Display decision boundaries among classes if input data are 2-dimensional

[22]:
trained_onln_gfmm_clf.draw_hyperbox_and_boundary("The trained GFMM classifier and its decision boundaries")
[23]:
print("Number of hyperboxes = ", trained_onln_gfmm_clf.get_n_hyperboxes())
Number of hyperboxes =  53

Make prediction

[24]:
y_pred = trained_onln_gfmm_clf.predict(Xtest)
acc = accuracy_score(ytest, y_pred)
print(f'Accuracy = {acc * 100: .2f}%')
Accuracy =  84.50%

2. Training a General fuzzy min-max neural network model using an agglomerative learning algorithm

[26]:
from hbbrain.numerical_data.batch_learner.agglo_gfmm import AgglomerativeLearningGFMM
[27]:
# Initialise parameters
theta = 0.2
gamma = 1
min_simil = 0
simil_measure = 'long'
is_draw = False
[28]:
agglo_sm_clf = AgglomerativeLearningGFMM(theta=theta, gamma=gamma, min_simil=min_simil, simil_measure=simil_measure, is_draw=is_draw)
agglo_sm_clf.fit(X_tr1, y_tr1)
[28]:
AgglomerativeLearningGFMM(min_simil=0, simil_measure='long', theta=0.2)

Display decision boundaries among classes if input data are 2-dimensional

[29]:
agglo_sm_clf.draw_hyperbox_and_boundary("The trained GFMM classifier and its decision boundaries")
[30]:
print("Number of hyperboxes = ", agglo_sm_clf.get_n_hyperboxes())
Number of hyperboxes =  30

Make prediction

[31]:
y_pred_agglosm = agglo_sm_clf.predict(Xtest)
acc = accuracy_score(ytest, y_pred_agglosm)
print(f'Accuracy = {acc * 100: .2f}%')
Accuracy =  84.90%

Store the trained model

[32]:
store_model(agglo_sm_clf, "store_agglosm_model.dummy")

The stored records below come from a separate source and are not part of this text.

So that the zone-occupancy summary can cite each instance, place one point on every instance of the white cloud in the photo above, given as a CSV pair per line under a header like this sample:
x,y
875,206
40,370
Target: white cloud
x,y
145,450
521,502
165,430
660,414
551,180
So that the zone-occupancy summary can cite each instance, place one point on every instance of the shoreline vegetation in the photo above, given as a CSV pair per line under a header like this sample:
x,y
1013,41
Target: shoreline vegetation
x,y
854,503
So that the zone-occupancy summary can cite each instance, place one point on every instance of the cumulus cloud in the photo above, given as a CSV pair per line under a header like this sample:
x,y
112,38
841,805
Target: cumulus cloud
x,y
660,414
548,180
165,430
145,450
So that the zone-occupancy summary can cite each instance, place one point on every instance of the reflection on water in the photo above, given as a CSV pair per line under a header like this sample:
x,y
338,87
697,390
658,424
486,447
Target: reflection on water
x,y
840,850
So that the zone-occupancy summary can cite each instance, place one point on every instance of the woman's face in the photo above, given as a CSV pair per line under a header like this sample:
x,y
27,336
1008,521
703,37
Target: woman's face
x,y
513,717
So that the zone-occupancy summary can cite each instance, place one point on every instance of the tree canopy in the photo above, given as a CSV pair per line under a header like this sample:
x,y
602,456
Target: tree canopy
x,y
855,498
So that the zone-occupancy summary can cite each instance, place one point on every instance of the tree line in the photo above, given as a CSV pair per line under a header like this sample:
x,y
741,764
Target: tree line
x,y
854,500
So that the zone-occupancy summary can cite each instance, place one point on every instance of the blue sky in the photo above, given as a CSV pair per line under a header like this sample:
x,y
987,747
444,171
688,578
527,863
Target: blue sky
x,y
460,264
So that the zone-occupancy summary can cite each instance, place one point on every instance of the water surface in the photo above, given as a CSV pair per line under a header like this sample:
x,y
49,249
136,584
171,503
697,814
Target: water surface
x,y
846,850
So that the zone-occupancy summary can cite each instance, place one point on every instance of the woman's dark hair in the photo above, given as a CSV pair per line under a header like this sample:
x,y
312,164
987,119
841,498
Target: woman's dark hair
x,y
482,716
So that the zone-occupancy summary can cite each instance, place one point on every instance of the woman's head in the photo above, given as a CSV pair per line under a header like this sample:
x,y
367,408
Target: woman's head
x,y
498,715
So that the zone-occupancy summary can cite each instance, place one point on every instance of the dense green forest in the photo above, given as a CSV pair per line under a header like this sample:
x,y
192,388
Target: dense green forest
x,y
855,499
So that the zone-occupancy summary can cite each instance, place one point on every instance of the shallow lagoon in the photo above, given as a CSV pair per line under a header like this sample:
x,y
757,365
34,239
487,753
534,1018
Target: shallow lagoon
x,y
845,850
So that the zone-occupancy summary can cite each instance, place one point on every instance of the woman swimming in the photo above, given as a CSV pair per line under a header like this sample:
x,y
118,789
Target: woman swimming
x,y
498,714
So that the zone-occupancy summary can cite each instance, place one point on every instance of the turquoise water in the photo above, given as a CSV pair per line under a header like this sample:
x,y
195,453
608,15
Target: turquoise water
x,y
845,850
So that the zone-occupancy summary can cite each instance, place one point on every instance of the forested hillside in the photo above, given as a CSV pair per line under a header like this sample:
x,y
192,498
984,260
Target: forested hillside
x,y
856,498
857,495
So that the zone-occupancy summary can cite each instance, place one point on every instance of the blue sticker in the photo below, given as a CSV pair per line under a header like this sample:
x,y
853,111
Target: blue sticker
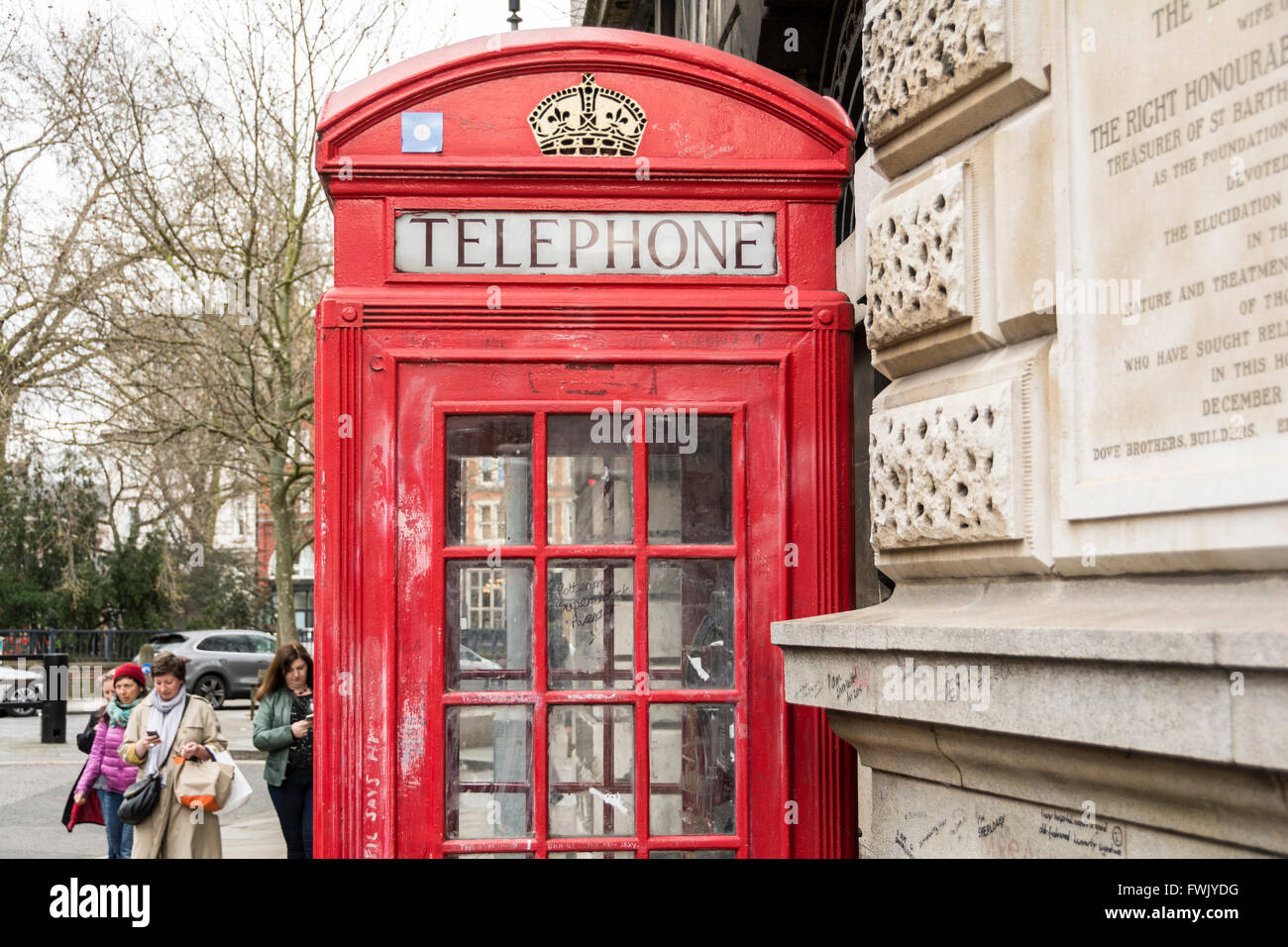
x,y
423,132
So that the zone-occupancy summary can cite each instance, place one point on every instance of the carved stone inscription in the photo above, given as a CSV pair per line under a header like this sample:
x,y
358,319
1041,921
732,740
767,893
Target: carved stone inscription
x,y
943,471
1176,309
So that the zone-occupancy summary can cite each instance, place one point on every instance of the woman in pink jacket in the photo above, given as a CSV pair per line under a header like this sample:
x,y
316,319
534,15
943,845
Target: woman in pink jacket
x,y
106,772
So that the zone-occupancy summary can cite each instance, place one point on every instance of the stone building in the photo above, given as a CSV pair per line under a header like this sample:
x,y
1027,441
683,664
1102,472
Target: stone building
x,y
1067,236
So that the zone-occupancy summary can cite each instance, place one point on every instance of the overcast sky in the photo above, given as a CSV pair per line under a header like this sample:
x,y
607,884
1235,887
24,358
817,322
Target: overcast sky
x,y
463,20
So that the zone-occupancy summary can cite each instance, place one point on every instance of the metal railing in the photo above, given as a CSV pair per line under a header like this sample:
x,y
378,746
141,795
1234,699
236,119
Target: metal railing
x,y
78,644
108,646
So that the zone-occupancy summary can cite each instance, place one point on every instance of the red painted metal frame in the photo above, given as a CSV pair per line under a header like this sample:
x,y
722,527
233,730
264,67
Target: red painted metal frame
x,y
780,149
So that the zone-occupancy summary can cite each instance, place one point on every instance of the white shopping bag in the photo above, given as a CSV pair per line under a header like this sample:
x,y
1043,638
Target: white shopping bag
x,y
241,789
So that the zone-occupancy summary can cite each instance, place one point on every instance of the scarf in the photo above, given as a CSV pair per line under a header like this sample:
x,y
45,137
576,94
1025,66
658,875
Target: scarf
x,y
163,720
120,712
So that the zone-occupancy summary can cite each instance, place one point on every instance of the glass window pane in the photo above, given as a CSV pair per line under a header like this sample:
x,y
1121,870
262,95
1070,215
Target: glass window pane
x,y
691,634
691,761
488,479
591,762
691,480
488,772
697,853
588,480
488,626
590,624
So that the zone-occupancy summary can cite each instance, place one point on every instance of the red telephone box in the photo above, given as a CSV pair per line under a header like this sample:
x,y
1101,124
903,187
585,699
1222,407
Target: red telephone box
x,y
583,432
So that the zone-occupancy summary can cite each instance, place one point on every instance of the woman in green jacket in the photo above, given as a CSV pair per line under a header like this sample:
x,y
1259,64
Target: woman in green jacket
x,y
283,728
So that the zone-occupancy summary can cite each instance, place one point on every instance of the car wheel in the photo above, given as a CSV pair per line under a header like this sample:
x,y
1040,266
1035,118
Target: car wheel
x,y
25,693
211,686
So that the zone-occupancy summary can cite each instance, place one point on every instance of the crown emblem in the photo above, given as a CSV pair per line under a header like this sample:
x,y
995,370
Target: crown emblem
x,y
588,120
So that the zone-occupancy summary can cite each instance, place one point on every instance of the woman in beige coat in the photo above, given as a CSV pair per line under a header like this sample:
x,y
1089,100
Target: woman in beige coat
x,y
168,723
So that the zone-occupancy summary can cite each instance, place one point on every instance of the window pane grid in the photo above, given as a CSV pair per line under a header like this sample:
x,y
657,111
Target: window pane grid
x,y
623,693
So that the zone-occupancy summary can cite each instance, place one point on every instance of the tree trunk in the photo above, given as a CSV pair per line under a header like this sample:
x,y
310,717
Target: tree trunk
x,y
283,541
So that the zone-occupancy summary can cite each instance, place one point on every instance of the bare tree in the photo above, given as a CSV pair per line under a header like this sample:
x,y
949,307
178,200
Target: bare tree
x,y
214,175
60,252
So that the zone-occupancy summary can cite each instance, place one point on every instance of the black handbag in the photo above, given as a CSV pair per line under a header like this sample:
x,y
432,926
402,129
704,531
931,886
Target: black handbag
x,y
140,800
85,738
142,796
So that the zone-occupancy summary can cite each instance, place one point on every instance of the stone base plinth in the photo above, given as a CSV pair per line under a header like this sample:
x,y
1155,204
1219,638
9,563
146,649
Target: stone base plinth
x,y
1102,718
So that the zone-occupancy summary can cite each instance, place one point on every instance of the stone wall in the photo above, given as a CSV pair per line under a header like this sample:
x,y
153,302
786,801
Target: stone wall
x,y
1072,245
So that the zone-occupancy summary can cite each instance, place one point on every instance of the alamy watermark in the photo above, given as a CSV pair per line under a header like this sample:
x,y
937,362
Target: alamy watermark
x,y
652,425
1083,296
913,682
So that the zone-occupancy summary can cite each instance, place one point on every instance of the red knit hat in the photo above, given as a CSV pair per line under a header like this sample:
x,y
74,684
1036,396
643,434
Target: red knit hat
x,y
130,671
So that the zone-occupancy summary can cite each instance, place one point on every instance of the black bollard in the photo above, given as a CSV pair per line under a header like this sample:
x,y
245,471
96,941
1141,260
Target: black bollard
x,y
53,710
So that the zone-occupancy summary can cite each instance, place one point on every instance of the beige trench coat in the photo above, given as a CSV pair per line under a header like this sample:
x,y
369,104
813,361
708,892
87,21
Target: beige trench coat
x,y
172,831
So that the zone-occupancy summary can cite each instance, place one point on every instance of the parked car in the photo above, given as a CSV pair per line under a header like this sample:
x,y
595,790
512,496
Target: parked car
x,y
21,685
222,665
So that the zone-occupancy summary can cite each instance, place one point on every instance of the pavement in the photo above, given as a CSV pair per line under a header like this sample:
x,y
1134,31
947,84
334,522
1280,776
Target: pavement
x,y
37,777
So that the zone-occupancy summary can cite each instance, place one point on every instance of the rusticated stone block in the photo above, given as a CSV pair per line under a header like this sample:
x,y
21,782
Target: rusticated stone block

Reload the trained model and make prediction

[33]:
trained_agglo_sm_clf = load_model("store_agglosm_model.dummy")
[34]:
y_pred_trained_agglosm_model = trained_agglo_sm_clf.predict(Xtest)
acc = accuracy_score(ytest, y_pred_trained_agglosm_model)
print(f'Accuracy = {acc * 100: .2f}%')
Accuracy =  84.90%

Continue to train the deployed model using another training set

[35]:
trained_agglo_sm_clf.fit(X_tr2, y_tr2)
[35]:
AgglomerativeLearningGFMM(min_simil=0, simil_measure='long', theta=0.2)

Display decision boundaries among classes if input data are 2-dimensional

[36]:
trained_agglo_sm_clf.draw_hyperbox_and_boundary("The trained GFMM classifier and its decision boundaries")
[37]:
print("Number of hyperboxes = ", trained_agglo_sm_clf.get_n_hyperboxes())
Number of hyperboxes =  51

Make prediction

[38]:
y_pred_agglosm = trained_agglo_sm_clf.predict(Xtest)
acc = accuracy_score(ytest, y_pred_agglosm)
print(f'Accuracy = {acc * 100: .2f}%')
Accuracy =  87.90%